Борис Дубин. Порука: Избранные стихи и переводы

Борис Дубин. Порука: Избранные стихи и переводы. — СПб.: Издательство Ивана Лимбаха, 2013.

 

 

Cборник известного переводчика и социолога замечателен включением стихотворений, написанных в 1968—1977 годах и никогда не печатавшихся прежде. Дубин с некоторой иронией говорит, что сейчас осознает себя скорее не их автором, а публикатором (тем более что публикаторская работа ему более чем привычна). Но ознакомление с давними стихами открывает многое в сегодняшнем переводчике — причины выбора тех или иных текстов, тех или иных слов, да и самого обращения к переводу.

В стихах Дубин говорит о гибели слова, которое «осыпалось вялой махровой сплетней, / стало навозным росчерком “Общепита”». Значит, слово должно быть восстановлено, так, чтобы звучали его полновесные образцы. Человек мал рядом с этими словами: «невдалеке стоЮ, но оклика не стОю». Но он в силах их услышать и воспроизвести. Часто в стихах Дубина встречается слово «работа» (к сожалению, вообще редкое у поэтов). Хотя Дубин и говорит, что задача хранения культуры его никогда не привлекала, реально его стихи эту задачу решают. Восстановление связи с Серебряным веком через учет опыта Арсения Тарковского («К волнениям спеша, / беспамятствует тело, / но ты еще, душа, / вернуться не успела») — и далее, с классикой. Может быть, эти стихи — попытка заглянуть за модерн с его неистовством гениев, часто не желавших замечать последствий этого неистовства. (В предисловии Дубин говорит о своих ранних стихах, связанных с гипер-эмоциональностью (и, видимо, декларативностью) группы СМОГ.) Но далее — отказ менять «скупую честь» на «жреческую спесь». (И впоследствии Дубин обратится к Китсу: «Кто здесь не запятнает красоту / Пустой мечтой иль гордостью упрямой?») Отказ от претензии на завершенность и окончательность. «Оставь мне эту сырость / несозданного». В стихах накапливается и возможность изобразительности посредством косвенной, ассоциативной речи. «Глина в мурашках.
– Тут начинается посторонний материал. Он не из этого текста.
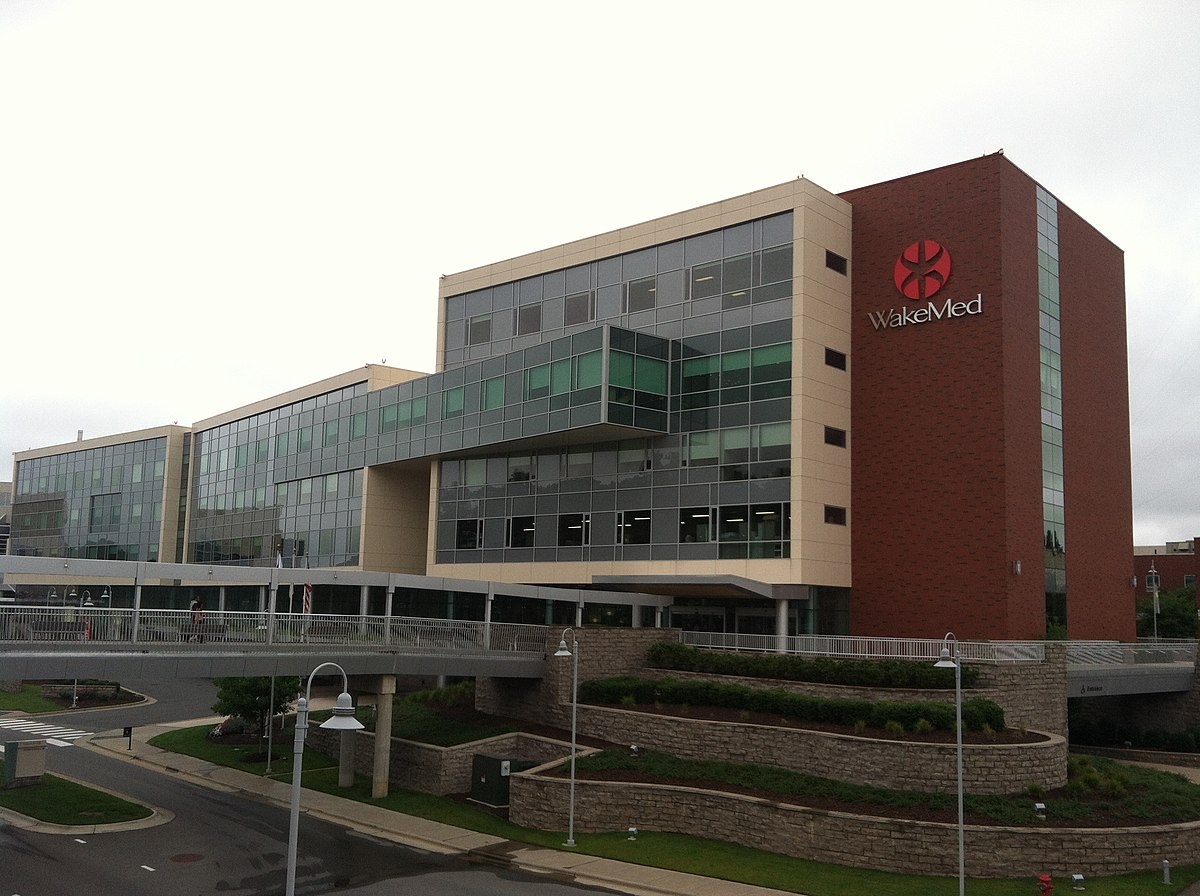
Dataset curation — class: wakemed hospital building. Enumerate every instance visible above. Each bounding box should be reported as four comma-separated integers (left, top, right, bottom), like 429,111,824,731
7,153,1136,642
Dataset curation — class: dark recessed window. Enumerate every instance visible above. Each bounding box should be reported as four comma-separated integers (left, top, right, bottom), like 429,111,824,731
679,507,713,543
617,510,651,544
624,277,657,313
824,426,847,448
455,519,481,549
825,250,848,275
506,516,535,548
516,304,542,336
824,347,847,371
564,291,595,325
468,313,492,345
824,505,847,526
557,513,591,547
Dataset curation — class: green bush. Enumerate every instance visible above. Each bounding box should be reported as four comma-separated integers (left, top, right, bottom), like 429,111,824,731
578,675,1006,733
646,641,980,689
409,680,475,708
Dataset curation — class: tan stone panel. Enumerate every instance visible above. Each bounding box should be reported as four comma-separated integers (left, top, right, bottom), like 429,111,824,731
15,424,190,462
360,465,430,575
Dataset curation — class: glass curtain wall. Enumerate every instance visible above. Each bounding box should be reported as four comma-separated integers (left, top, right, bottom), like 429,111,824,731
1037,186,1067,631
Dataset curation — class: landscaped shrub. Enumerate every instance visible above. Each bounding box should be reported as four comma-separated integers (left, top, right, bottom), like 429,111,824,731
578,675,1006,733
409,679,474,708
646,641,980,688
569,748,1200,826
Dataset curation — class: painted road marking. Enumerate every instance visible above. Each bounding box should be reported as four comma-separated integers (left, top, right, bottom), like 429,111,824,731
0,719,91,740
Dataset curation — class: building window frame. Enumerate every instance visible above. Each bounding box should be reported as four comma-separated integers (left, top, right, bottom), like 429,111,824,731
824,505,847,526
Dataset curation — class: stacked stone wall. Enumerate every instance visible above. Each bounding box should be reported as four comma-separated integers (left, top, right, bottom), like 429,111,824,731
475,627,676,728
510,774,1200,878
307,727,569,796
569,704,1065,794
975,643,1068,736
644,641,1070,738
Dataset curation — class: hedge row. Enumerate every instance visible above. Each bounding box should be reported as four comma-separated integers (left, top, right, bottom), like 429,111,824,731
647,641,979,689
579,675,1005,733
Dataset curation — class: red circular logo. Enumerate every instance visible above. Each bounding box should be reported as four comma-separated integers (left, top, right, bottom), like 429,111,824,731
893,240,952,300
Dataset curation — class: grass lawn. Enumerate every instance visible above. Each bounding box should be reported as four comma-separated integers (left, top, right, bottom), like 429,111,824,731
0,684,70,714
388,698,517,745
147,723,334,779
153,722,1200,896
0,760,152,825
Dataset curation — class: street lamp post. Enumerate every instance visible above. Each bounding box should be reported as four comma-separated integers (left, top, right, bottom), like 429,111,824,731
934,632,965,896
1149,560,1160,640
285,661,364,896
553,628,579,847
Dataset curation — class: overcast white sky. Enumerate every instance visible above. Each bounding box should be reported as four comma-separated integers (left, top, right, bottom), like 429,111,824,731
2,1,1197,547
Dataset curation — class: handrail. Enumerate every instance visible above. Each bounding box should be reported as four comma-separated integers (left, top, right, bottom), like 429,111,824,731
679,631,1046,663
679,631,1200,668
0,606,548,657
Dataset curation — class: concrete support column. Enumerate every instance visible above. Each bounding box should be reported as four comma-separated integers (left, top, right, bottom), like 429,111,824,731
655,605,664,628
575,602,583,628
775,599,790,653
484,587,494,649
631,603,642,628
359,584,370,637
384,585,395,645
217,585,227,613
266,585,277,645
131,578,143,642
371,675,397,799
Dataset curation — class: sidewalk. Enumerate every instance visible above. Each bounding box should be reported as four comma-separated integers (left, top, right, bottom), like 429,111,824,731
78,718,796,896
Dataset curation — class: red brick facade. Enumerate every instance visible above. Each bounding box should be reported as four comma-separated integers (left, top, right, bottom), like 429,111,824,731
1134,546,1198,594
840,155,1133,640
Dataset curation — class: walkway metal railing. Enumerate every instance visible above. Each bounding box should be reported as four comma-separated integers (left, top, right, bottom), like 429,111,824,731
680,631,1200,669
1066,639,1197,667
680,631,1045,663
0,606,548,657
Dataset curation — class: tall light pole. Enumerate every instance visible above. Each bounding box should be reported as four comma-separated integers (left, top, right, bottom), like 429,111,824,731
1150,559,1160,640
285,661,364,896
934,632,965,896
554,628,579,847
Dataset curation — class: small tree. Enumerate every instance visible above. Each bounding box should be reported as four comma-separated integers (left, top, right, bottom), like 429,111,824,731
212,676,301,741
1135,587,1199,639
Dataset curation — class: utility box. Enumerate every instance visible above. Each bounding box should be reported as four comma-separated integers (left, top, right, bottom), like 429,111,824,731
4,740,47,789
469,753,538,808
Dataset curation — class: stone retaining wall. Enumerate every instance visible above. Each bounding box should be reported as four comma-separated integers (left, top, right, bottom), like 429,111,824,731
643,642,1070,739
477,630,1071,742
571,704,1066,794
510,773,1200,878
307,727,569,796
476,628,677,729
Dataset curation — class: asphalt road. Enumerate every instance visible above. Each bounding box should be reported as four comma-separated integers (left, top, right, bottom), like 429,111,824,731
3,677,619,895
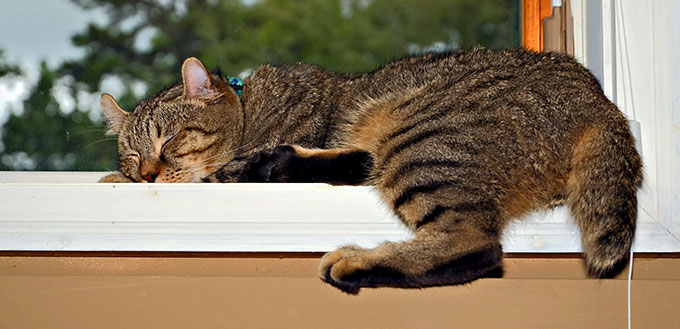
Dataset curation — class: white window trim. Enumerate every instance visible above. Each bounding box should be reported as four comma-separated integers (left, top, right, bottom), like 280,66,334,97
0,171,678,253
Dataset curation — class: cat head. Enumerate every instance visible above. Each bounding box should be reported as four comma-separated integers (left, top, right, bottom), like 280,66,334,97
101,57,244,182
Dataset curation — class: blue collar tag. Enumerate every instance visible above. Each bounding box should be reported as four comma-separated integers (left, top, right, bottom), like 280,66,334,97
228,77,243,97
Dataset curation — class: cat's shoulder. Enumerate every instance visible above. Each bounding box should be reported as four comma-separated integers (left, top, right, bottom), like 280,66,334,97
249,62,342,85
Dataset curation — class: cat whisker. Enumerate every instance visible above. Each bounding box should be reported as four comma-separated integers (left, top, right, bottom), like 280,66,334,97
73,127,109,135
83,138,118,148
189,162,223,175
196,151,234,166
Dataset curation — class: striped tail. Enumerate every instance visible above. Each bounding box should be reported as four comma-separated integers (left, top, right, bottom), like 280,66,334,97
566,121,642,276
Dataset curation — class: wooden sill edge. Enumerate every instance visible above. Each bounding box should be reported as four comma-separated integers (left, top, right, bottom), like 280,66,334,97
1,250,679,259
2,251,678,281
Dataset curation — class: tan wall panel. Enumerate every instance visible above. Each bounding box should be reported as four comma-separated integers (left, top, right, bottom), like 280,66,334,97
1,255,678,329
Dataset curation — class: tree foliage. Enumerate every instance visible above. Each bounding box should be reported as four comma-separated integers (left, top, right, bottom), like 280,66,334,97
0,50,21,77
0,62,118,170
1,0,519,171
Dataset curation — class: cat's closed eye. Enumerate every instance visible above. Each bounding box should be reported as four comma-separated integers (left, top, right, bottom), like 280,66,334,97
182,127,213,134
122,153,140,165
160,134,177,153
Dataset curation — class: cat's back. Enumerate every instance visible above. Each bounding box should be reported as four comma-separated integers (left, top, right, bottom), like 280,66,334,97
352,49,617,151
366,48,600,92
348,48,635,207
354,48,616,132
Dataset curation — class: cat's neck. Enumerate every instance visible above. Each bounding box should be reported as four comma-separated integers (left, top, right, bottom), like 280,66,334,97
236,64,353,155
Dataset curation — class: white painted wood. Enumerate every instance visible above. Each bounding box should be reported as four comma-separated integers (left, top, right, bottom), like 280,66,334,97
600,0,617,103
0,172,677,252
0,171,106,183
611,1,659,224
571,0,605,87
570,0,586,64
651,1,680,237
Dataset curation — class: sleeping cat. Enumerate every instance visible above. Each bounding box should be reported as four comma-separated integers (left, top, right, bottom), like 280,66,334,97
100,48,642,294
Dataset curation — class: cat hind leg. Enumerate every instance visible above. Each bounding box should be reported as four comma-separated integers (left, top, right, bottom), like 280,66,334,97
319,221,503,295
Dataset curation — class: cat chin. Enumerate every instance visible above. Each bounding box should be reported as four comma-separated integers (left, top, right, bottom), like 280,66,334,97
154,176,202,183
150,167,208,183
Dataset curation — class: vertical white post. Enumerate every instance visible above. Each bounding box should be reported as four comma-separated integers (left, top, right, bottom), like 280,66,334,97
570,0,585,62
600,0,617,103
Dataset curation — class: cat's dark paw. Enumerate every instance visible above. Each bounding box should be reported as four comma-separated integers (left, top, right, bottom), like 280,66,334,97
205,160,249,183
99,172,135,183
237,145,298,182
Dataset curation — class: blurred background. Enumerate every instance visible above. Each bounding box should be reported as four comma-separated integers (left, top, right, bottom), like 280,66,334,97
0,0,520,171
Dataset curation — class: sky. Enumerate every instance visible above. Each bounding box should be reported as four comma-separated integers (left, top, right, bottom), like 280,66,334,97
0,0,105,122
0,0,104,69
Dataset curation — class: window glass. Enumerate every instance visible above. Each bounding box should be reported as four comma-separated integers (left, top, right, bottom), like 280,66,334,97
0,0,519,171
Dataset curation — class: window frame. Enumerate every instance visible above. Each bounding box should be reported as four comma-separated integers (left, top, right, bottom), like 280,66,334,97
0,171,678,253
1,1,678,254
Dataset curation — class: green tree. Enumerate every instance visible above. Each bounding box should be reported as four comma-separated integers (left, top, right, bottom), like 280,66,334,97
0,62,117,170
0,50,21,77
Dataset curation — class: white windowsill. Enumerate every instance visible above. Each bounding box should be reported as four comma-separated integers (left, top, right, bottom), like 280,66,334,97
0,171,678,253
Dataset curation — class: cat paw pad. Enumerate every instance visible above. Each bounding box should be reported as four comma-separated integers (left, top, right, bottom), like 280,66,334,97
319,245,370,294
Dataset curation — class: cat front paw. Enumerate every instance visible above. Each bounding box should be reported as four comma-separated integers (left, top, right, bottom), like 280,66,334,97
319,245,373,295
98,172,135,183
237,145,298,182
207,160,249,182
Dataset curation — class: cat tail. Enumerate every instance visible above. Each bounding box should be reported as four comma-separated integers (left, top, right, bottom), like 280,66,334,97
567,118,643,277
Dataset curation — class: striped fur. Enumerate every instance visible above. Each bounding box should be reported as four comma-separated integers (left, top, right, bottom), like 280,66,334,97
101,49,642,294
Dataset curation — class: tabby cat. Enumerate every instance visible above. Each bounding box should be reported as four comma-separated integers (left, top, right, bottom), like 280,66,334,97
100,48,642,294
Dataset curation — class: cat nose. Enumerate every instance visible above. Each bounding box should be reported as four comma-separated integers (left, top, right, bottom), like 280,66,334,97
141,172,159,183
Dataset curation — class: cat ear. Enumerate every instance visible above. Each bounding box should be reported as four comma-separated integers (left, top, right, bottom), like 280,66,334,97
182,57,220,100
100,93,128,135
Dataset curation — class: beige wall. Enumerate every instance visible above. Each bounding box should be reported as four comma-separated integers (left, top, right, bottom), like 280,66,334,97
1,253,679,329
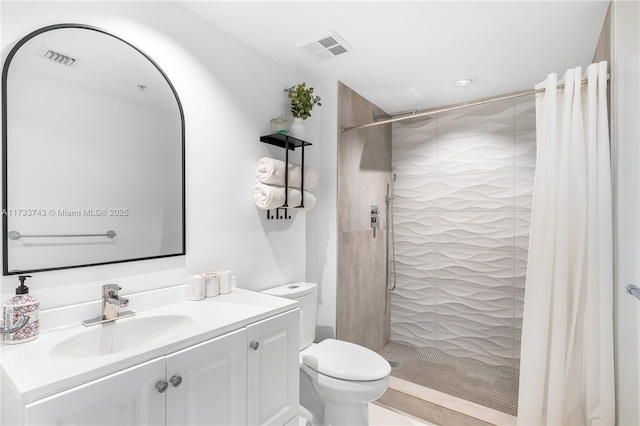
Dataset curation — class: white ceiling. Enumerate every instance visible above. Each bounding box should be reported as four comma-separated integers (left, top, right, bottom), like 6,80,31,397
178,1,610,114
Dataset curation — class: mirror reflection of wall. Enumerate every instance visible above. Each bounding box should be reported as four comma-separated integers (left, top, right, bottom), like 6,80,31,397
3,25,185,274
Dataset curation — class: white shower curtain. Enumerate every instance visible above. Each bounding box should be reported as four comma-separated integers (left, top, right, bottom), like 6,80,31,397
517,61,614,426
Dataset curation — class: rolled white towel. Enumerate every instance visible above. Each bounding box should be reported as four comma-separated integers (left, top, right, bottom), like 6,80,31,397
256,157,318,191
253,182,316,211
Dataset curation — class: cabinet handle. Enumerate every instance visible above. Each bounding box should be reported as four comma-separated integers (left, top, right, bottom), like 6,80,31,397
170,375,183,387
155,380,169,393
249,341,259,350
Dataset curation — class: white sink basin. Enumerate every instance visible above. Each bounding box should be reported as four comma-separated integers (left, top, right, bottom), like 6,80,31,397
50,315,194,358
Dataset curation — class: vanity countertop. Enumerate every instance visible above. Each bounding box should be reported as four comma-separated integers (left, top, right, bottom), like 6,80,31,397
1,288,297,404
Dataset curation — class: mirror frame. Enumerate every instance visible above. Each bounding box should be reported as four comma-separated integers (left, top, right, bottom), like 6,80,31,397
2,23,186,275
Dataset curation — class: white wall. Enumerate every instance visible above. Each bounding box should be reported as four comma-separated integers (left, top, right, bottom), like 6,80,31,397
306,80,338,340
611,1,640,424
0,1,315,309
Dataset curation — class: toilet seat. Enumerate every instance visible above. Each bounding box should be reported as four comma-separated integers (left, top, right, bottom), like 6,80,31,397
301,339,391,381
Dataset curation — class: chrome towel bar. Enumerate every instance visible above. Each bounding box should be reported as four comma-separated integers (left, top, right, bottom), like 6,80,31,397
8,230,116,240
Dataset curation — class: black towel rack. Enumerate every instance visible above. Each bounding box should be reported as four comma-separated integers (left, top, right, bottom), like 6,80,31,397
259,133,312,220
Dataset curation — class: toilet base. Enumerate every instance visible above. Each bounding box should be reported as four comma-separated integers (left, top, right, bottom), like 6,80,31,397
299,366,388,426
300,371,325,425
300,401,370,426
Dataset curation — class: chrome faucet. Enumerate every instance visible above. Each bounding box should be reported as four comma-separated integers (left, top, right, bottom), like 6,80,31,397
102,284,129,320
82,284,135,326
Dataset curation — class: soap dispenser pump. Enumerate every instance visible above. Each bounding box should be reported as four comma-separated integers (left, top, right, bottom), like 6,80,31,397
2,275,39,344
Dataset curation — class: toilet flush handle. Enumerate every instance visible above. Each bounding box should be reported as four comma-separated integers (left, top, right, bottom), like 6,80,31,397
249,341,260,350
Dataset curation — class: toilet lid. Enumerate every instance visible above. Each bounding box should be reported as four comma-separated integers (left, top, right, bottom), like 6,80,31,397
301,339,391,381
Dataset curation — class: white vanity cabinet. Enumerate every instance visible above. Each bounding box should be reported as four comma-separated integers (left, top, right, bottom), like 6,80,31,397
12,305,300,426
247,309,300,425
24,357,167,426
165,328,249,425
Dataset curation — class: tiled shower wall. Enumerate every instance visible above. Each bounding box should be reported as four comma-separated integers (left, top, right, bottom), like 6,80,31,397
337,82,391,351
390,96,536,372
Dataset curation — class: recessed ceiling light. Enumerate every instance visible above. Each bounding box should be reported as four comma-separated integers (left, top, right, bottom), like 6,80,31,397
452,76,477,87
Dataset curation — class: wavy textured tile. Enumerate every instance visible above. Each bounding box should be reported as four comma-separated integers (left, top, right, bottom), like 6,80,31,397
514,292,525,332
437,284,515,332
514,333,521,371
437,319,514,370
437,132,514,175
393,210,436,245
437,248,514,291
393,148,437,179
515,212,531,252
388,97,534,371
391,308,437,348
515,251,528,292
437,98,514,140
392,117,438,140
515,171,535,211
390,327,437,349
437,171,514,212
394,244,437,280
392,135,437,178
437,212,515,251
515,129,536,170
391,280,437,314
393,178,436,211
515,95,536,131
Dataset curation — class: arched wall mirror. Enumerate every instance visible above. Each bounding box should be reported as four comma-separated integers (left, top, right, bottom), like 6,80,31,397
2,24,185,275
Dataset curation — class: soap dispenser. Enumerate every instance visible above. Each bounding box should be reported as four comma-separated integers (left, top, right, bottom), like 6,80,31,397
2,275,39,344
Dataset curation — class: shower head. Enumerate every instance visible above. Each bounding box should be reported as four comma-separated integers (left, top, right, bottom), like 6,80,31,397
395,114,434,125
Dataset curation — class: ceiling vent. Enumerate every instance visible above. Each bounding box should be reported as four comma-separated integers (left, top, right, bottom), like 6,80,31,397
299,31,353,62
37,47,81,68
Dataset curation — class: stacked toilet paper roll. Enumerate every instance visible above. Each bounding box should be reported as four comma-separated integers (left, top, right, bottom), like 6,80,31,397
205,272,219,298
187,274,206,301
218,270,232,294
187,270,235,300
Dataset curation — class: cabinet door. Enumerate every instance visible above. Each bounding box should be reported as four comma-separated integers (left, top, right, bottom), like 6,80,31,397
165,328,248,426
24,358,166,426
246,309,300,425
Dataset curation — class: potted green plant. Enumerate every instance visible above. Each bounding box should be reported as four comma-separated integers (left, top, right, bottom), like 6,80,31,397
286,83,321,138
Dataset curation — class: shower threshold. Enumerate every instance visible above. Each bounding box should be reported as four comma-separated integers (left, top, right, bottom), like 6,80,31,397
377,342,519,418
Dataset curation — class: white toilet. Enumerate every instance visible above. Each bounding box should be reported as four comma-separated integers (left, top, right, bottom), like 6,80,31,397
262,282,391,426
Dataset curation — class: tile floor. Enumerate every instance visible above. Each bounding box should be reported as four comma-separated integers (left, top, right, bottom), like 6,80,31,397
378,342,520,416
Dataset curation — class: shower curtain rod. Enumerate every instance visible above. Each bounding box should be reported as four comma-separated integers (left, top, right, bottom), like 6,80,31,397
340,74,608,134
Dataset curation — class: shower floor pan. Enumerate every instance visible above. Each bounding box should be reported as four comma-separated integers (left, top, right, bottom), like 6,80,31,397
377,342,519,417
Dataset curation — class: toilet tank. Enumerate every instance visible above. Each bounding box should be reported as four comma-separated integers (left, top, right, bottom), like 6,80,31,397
261,282,317,350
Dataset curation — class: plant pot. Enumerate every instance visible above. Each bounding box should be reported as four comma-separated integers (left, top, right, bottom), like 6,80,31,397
290,118,305,140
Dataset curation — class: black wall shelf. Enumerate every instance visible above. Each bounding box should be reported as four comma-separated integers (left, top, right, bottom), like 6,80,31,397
259,133,312,150
259,133,312,220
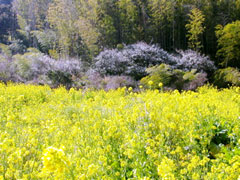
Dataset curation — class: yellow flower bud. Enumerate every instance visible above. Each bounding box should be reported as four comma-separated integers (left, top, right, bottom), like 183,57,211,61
148,81,153,85
158,82,163,87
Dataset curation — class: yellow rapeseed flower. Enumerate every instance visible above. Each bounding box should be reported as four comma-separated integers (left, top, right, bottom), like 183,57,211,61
148,80,153,86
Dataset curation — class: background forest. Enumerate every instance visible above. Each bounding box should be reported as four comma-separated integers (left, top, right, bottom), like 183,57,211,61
0,0,240,90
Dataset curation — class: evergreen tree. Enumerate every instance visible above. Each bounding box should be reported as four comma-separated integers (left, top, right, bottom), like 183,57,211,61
185,8,205,51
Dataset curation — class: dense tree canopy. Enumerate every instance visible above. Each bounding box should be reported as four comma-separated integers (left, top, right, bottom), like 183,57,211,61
0,0,17,43
0,0,240,67
216,21,240,68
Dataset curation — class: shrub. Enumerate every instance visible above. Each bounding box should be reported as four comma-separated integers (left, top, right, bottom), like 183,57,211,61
182,72,208,90
140,64,208,91
175,50,216,73
213,67,240,88
94,42,177,80
46,58,83,88
10,52,83,88
94,49,128,76
0,43,12,57
0,54,12,82
0,50,85,88
84,70,104,89
32,30,57,53
122,42,177,79
140,64,174,89
11,52,51,81
94,43,215,80
85,70,137,90
9,40,26,55
26,47,41,53
102,76,137,91
48,49,60,60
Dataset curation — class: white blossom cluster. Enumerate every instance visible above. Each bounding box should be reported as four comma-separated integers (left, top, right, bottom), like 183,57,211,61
175,50,216,72
94,42,177,79
1,52,83,86
94,42,216,80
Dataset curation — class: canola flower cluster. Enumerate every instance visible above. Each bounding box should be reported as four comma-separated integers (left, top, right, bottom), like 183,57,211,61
0,83,240,179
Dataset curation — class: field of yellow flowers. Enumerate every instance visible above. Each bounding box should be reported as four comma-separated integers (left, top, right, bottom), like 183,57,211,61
0,83,240,179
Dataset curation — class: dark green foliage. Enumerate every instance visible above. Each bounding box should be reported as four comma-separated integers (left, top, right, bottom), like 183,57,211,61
0,0,17,43
32,30,57,54
47,70,73,89
9,39,26,55
208,122,231,159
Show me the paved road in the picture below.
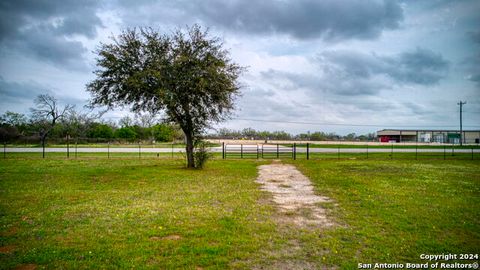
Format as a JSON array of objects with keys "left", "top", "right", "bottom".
[{"left": 3, "top": 147, "right": 479, "bottom": 153}]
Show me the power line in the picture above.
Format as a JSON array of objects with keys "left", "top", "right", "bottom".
[{"left": 232, "top": 117, "right": 480, "bottom": 128}]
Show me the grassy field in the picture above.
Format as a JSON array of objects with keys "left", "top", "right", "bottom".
[
  {"left": 290, "top": 159, "right": 480, "bottom": 268},
  {"left": 1, "top": 157, "right": 479, "bottom": 269},
  {"left": 0, "top": 158, "right": 283, "bottom": 269}
]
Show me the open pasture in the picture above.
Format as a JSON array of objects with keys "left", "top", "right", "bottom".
[{"left": 1, "top": 157, "right": 478, "bottom": 269}]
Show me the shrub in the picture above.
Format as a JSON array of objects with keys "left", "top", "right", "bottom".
[{"left": 194, "top": 140, "right": 212, "bottom": 169}]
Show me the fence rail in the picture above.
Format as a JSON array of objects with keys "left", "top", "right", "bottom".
[
  {"left": 2, "top": 142, "right": 480, "bottom": 160},
  {"left": 221, "top": 143, "right": 480, "bottom": 160}
]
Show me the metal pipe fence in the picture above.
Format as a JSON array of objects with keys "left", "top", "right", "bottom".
[
  {"left": 2, "top": 141, "right": 480, "bottom": 160},
  {"left": 222, "top": 143, "right": 480, "bottom": 161}
]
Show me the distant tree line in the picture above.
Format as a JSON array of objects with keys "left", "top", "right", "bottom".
[
  {"left": 1, "top": 95, "right": 376, "bottom": 145},
  {"left": 0, "top": 95, "right": 183, "bottom": 145},
  {"left": 207, "top": 128, "right": 376, "bottom": 142},
  {"left": 1, "top": 108, "right": 376, "bottom": 144}
]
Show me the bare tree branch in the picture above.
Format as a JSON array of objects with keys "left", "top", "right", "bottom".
[{"left": 30, "top": 94, "right": 75, "bottom": 146}]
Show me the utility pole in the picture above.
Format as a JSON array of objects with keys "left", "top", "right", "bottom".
[{"left": 458, "top": 101, "right": 466, "bottom": 146}]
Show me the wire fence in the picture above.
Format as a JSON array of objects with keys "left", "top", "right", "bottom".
[
  {"left": 2, "top": 142, "right": 480, "bottom": 161},
  {"left": 222, "top": 143, "right": 480, "bottom": 161},
  {"left": 1, "top": 140, "right": 184, "bottom": 160}
]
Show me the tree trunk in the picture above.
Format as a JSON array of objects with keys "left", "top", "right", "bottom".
[{"left": 185, "top": 131, "right": 195, "bottom": 168}]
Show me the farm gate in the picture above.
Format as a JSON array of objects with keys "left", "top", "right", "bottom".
[{"left": 222, "top": 143, "right": 310, "bottom": 159}]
Литой базальт».

Человек, которому нет тридцати, пишет «старческое», «senilia», пытаясь проникнуть в мировосприятие старушки, перевести ее мир в свой. Дубин вспоминает фразу А. Гелескула: «Переводчик съедает поэта, а потом и человека». Но съедает ли — или открывает дополнительные возможности? Дубин и сам говорит в одной из статей о переводе как стратегии литературной инновации. Вообще любое слово — чужое, и надо переводить его себе. Да и кто может сегодня назвать себя поэтом, спрашивает Дубин вслед за Морисом Бланшо. У какого ненаивного человека язык повернется? А тот, кто перевел так много, может говорить переводами, как словами. Словарный запас у него достаточный.

Навстречу сложности мира. «Сам от себя спешу вслед за собою» (Хуан Боскан). У Густаво Адольфо Беккера — единство любящих («два пламени, охвативших / с двух разных сторон поленья») и их разъединенность в одновременном молчании, о котором оба сожалеют. Сон у Тристана Корбьера — одновременно паук тоски и первый поцелуй, укрытие и для нищего, и для грешника. Ироничный Рембо благодарит и кланяется за всех потерпевших кораблекрушение — и за настоящих мужчин, которые после этого тоже предстают потерпевшими крушение. Барочное возведение в степень, «желание желанья» у Хуана Боскана, ведет к «ночи ночи» Бланшо.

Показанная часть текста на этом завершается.